Arlo took a sip of his coffee. “You’re burned out. You know that, right? All the alcohol, the drugs, the”—his lip curled slightly—“one-night stands are about you self-medicating. It was yourway of trying to relax when what you really needed was a break from everything.”
“Maybe. But how pathetic is that? I sit on my arse and play the piano, for God’s sake. I’m not negotiating multi-million pound deals or running into burning buildings to save lives.”
Arlo was already shaking his head before I got halfway through my speech. “I’ve seen the way you play and you give everything. Heart and soul. It’s physically and emotionally draining. You can’t do that night after night for years on end and not expect it to take its toll. How many concerts did you do last year?”

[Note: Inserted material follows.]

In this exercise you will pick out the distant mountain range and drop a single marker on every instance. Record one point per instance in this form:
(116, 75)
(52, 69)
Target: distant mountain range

I shook my head. “I have no idea.”
“You averaged three a week,” Arlo informed me. “I worked it out. And that doesn’t include all the personal appearances or charity events, or—”
“I get it,” I said, worried that listening to a long list of things I did would make me exhausted just from hearing it. “I need to do less.”
“That, and you need to find the joy in it again. You need to remember why you did it in the first place.”
When Arlo stood and held his hand out, I knew exactly where he was taking me, a pit opening up in my stomach. I took his hand anyway because I trusted him.